Anisul Islam | Wednesday, 20 August 2008


Technical education is in a shocking state. For example, newspapers reported sometime ago that 31 out of the 38 government's polytechnic institutes of the country are running without principals. And 35 of them have no vice-principals. Besides, 450 posts of teachers and 300 posts of instructors have been lying vacant in these polytechnic institutions.

According to newspaper reports a large number of teachers of the polytechnics have not received their salaries for about a year. Most of the polytechnics have to teach students with dysfunctional or worn-out equipment although tools and the machines are basic to imparting practical education in these centres of technical education and training.

Other institutions can not contribute even a fraction of what a polytechnic can in creating human resources for the country.
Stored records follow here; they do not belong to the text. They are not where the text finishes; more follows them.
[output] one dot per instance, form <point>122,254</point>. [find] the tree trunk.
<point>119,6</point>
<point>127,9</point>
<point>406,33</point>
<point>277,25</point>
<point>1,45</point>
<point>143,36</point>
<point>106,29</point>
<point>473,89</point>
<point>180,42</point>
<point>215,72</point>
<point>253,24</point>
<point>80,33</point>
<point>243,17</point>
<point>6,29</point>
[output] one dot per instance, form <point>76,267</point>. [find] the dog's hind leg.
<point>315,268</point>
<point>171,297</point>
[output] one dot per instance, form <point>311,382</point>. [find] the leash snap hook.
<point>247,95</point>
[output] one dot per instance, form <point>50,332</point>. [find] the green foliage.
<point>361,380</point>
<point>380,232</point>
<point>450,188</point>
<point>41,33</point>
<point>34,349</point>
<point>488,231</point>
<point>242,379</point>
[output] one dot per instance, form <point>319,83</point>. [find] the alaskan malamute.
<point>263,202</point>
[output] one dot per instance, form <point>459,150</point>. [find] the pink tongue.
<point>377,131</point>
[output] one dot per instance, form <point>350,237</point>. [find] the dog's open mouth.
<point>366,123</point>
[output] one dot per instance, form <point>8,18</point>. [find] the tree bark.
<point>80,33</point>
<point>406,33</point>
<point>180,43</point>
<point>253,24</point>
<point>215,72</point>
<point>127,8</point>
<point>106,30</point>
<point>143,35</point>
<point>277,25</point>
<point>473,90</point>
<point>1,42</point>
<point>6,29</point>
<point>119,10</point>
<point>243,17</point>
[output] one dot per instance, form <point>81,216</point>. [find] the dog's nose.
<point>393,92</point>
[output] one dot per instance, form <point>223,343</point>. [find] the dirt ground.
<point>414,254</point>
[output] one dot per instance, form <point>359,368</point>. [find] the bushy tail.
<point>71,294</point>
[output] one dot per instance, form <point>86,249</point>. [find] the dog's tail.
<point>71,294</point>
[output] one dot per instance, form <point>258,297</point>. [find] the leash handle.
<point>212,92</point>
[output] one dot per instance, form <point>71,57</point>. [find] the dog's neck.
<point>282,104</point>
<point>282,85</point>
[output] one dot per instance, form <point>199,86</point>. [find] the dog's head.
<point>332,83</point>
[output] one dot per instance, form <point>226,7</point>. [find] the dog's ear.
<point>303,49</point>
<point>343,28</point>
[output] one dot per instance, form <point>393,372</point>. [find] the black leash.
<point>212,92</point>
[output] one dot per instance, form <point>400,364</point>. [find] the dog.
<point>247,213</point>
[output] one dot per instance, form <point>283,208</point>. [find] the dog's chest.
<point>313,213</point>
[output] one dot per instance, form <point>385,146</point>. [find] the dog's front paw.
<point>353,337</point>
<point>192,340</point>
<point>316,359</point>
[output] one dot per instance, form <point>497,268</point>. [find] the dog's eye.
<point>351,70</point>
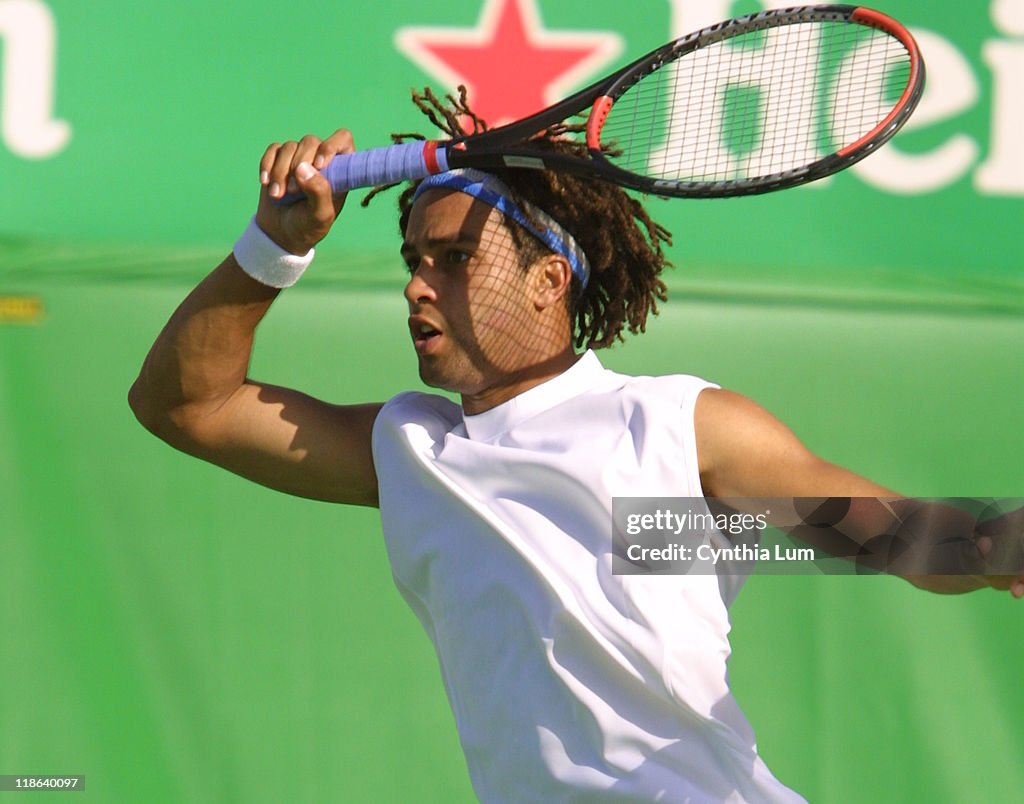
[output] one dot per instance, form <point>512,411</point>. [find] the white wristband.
<point>265,261</point>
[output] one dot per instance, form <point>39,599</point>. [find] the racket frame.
<point>507,146</point>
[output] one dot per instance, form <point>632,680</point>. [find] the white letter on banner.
<point>779,98</point>
<point>1003,172</point>
<point>950,89</point>
<point>27,125</point>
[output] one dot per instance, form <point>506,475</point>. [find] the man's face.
<point>472,315</point>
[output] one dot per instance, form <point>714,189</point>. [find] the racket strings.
<point>760,103</point>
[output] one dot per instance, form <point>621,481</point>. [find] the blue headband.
<point>495,193</point>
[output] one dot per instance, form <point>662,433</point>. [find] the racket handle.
<point>403,162</point>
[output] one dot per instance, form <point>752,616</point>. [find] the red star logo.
<point>510,64</point>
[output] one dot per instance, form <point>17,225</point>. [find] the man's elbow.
<point>159,419</point>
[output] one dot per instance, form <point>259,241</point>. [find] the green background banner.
<point>177,634</point>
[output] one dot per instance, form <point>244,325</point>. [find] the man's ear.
<point>552,280</point>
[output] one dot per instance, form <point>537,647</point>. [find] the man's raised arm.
<point>194,390</point>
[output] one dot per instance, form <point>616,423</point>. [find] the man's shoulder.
<point>415,405</point>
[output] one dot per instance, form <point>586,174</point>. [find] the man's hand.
<point>294,167</point>
<point>1000,541</point>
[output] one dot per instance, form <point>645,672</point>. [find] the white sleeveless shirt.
<point>567,682</point>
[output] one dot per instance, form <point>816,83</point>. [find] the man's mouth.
<point>425,335</point>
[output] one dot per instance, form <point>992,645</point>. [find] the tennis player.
<point>496,511</point>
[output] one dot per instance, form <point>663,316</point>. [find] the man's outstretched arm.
<point>194,390</point>
<point>745,454</point>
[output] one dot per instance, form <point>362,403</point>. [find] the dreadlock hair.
<point>622,243</point>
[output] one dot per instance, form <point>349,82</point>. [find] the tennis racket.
<point>753,104</point>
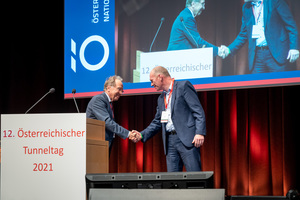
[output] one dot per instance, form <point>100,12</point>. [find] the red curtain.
<point>251,142</point>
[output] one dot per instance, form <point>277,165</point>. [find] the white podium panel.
<point>181,64</point>
<point>43,156</point>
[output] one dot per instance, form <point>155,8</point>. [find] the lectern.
<point>97,156</point>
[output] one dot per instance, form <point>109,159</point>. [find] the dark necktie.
<point>112,109</point>
<point>257,4</point>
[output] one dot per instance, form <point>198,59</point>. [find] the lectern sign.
<point>43,156</point>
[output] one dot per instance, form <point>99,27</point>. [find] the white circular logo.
<point>101,40</point>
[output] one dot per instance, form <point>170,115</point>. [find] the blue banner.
<point>89,44</point>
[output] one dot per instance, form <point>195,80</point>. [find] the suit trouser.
<point>179,155</point>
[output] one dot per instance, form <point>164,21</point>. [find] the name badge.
<point>164,116</point>
<point>257,31</point>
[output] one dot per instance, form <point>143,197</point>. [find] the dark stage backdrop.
<point>252,143</point>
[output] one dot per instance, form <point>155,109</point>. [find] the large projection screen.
<point>106,37</point>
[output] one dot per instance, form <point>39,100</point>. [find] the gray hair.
<point>111,81</point>
<point>161,70</point>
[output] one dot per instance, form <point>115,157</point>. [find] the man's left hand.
<point>293,55</point>
<point>198,140</point>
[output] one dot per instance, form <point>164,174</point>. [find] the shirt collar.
<point>192,12</point>
<point>108,97</point>
<point>169,90</point>
<point>257,3</point>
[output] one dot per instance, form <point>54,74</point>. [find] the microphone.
<point>161,21</point>
<point>181,19</point>
<point>52,90</point>
<point>74,91</point>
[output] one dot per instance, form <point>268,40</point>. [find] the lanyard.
<point>112,109</point>
<point>259,12</point>
<point>167,102</point>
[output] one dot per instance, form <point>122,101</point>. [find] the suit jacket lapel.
<point>266,13</point>
<point>173,96</point>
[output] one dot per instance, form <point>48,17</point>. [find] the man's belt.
<point>262,48</point>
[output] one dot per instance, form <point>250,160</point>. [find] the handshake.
<point>135,136</point>
<point>223,51</point>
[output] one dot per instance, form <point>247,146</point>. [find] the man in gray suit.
<point>181,117</point>
<point>101,108</point>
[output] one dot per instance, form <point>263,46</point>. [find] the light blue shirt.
<point>259,20</point>
<point>169,126</point>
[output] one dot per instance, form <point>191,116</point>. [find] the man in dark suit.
<point>272,34</point>
<point>100,107</point>
<point>184,33</point>
<point>181,117</point>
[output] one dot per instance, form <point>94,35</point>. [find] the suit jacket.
<point>280,31</point>
<point>180,38</point>
<point>99,108</point>
<point>187,115</point>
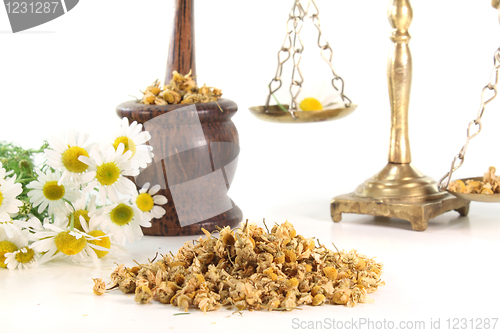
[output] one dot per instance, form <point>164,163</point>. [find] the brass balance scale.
<point>399,190</point>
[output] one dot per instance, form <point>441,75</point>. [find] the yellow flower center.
<point>25,255</point>
<point>69,244</point>
<point>70,159</point>
<point>102,242</point>
<point>52,191</point>
<point>107,173</point>
<point>129,144</point>
<point>121,214</point>
<point>77,214</point>
<point>145,202</point>
<point>310,104</point>
<point>6,247</point>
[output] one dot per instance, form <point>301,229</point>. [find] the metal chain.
<point>283,55</point>
<point>475,126</point>
<point>298,48</point>
<point>324,48</point>
<point>292,48</point>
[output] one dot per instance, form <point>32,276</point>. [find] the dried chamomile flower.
<point>489,185</point>
<point>182,89</point>
<point>99,286</point>
<point>249,268</point>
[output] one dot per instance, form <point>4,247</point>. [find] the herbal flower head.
<point>48,192</point>
<point>64,153</point>
<point>107,171</point>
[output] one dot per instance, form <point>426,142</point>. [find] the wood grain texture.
<point>181,54</point>
<point>217,128</point>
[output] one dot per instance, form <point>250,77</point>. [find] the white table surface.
<point>73,71</point>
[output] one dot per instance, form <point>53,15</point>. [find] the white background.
<point>74,71</point>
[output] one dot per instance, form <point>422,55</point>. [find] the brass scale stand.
<point>399,189</point>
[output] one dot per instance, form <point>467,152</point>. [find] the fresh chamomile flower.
<point>47,192</point>
<point>134,140</point>
<point>100,246</point>
<point>107,171</point>
<point>64,154</point>
<point>147,201</point>
<point>122,219</point>
<point>317,97</point>
<point>11,244</point>
<point>23,258</point>
<point>56,240</point>
<point>80,208</point>
<point>9,228</point>
<point>9,190</point>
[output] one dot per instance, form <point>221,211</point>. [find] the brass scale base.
<point>384,195</point>
<point>399,190</point>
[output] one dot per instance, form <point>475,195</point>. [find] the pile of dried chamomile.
<point>248,268</point>
<point>182,89</point>
<point>489,185</point>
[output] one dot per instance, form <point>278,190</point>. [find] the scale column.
<point>399,190</point>
<point>399,76</point>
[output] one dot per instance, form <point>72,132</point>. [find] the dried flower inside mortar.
<point>489,185</point>
<point>182,89</point>
<point>249,268</point>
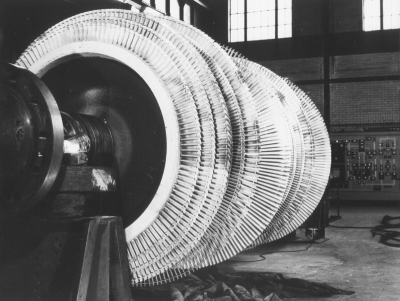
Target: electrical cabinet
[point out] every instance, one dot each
(365, 165)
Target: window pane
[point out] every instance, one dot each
(233, 35)
(240, 21)
(233, 6)
(289, 30)
(271, 4)
(281, 16)
(264, 18)
(240, 35)
(281, 31)
(240, 6)
(234, 19)
(288, 16)
(257, 19)
(253, 5)
(250, 20)
(257, 33)
(391, 14)
(271, 30)
(396, 22)
(387, 22)
(174, 9)
(250, 34)
(371, 13)
(284, 4)
(271, 18)
(186, 13)
(160, 5)
(371, 8)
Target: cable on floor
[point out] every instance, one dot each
(388, 237)
(263, 257)
(349, 227)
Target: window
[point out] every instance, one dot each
(174, 9)
(160, 5)
(252, 20)
(186, 13)
(381, 14)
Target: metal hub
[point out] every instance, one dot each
(31, 144)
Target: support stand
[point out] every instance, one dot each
(105, 272)
(333, 218)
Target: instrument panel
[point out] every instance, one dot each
(365, 165)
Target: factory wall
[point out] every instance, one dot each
(364, 67)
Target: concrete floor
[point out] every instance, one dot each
(349, 259)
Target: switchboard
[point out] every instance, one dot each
(365, 165)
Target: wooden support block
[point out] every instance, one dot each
(86, 179)
(105, 272)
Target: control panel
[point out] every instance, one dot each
(365, 166)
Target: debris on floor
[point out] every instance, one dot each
(220, 284)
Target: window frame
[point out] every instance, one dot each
(381, 18)
(276, 25)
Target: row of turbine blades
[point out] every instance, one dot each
(254, 150)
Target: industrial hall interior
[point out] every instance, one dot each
(188, 150)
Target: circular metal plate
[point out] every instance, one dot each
(31, 144)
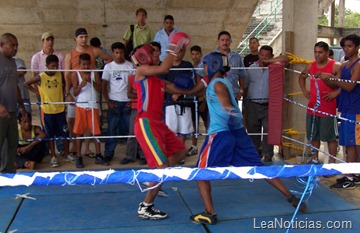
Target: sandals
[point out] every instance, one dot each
(29, 165)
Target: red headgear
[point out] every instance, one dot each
(142, 55)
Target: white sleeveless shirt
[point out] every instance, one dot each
(88, 96)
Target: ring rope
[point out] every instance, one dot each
(174, 174)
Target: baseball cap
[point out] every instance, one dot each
(46, 35)
(80, 31)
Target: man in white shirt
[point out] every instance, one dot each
(163, 35)
(114, 89)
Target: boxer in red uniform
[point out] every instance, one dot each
(162, 148)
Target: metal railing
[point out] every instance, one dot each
(275, 8)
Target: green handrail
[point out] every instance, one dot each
(265, 22)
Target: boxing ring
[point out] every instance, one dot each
(106, 200)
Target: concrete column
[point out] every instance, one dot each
(341, 13)
(299, 37)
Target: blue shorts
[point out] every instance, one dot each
(227, 148)
(349, 131)
(56, 125)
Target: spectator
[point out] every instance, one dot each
(29, 152)
(257, 94)
(143, 33)
(9, 95)
(164, 34)
(85, 87)
(348, 104)
(50, 85)
(254, 52)
(99, 63)
(72, 63)
(235, 76)
(320, 126)
(38, 65)
(20, 64)
(115, 83)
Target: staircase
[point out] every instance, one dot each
(265, 24)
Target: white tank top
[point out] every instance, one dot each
(88, 96)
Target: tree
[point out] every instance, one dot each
(352, 19)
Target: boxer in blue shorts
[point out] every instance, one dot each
(227, 142)
(348, 104)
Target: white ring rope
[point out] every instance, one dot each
(269, 168)
(175, 174)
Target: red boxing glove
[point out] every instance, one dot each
(177, 42)
(142, 55)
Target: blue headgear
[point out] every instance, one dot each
(216, 62)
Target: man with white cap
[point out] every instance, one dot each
(38, 59)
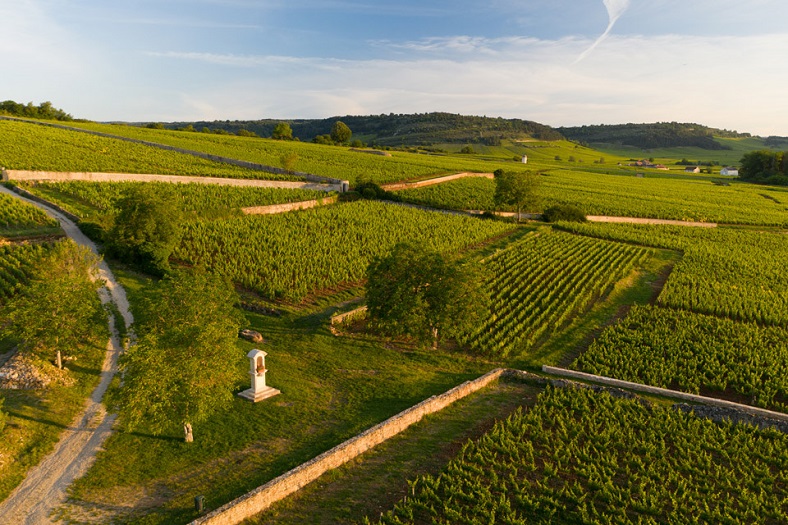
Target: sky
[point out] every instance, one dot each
(720, 63)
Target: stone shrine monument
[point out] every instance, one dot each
(257, 371)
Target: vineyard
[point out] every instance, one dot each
(585, 457)
(16, 265)
(291, 256)
(725, 272)
(27, 146)
(617, 195)
(327, 161)
(545, 280)
(692, 352)
(16, 215)
(203, 200)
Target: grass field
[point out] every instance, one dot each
(711, 310)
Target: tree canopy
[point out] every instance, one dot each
(518, 189)
(765, 166)
(340, 132)
(420, 293)
(45, 110)
(58, 308)
(147, 229)
(282, 131)
(185, 363)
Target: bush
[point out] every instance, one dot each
(564, 212)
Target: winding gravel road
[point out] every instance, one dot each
(44, 487)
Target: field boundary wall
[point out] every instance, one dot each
(343, 184)
(339, 318)
(289, 206)
(638, 387)
(264, 496)
(57, 176)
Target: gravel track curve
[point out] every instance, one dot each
(44, 487)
But institutions that promote only general or purely religious education with little utility for the economy have been proliferating with liberal grants from the government. But the human resources making polytechnics are struggling for survival. It is an example of the awful mismatch between what the governments pledge to do and what they actually do. For this unacceptable neglect of the technical education, the country and its present and future generations will have to pay a heavy price.

It is high time to go for a realistic assessment of the costs of spending for unproductive education. The stock taking needs to be followed up by adoption and implementation of pragmatic policies to give thrust to technical and vocational education with the allocation of the needed resources to this stream of education.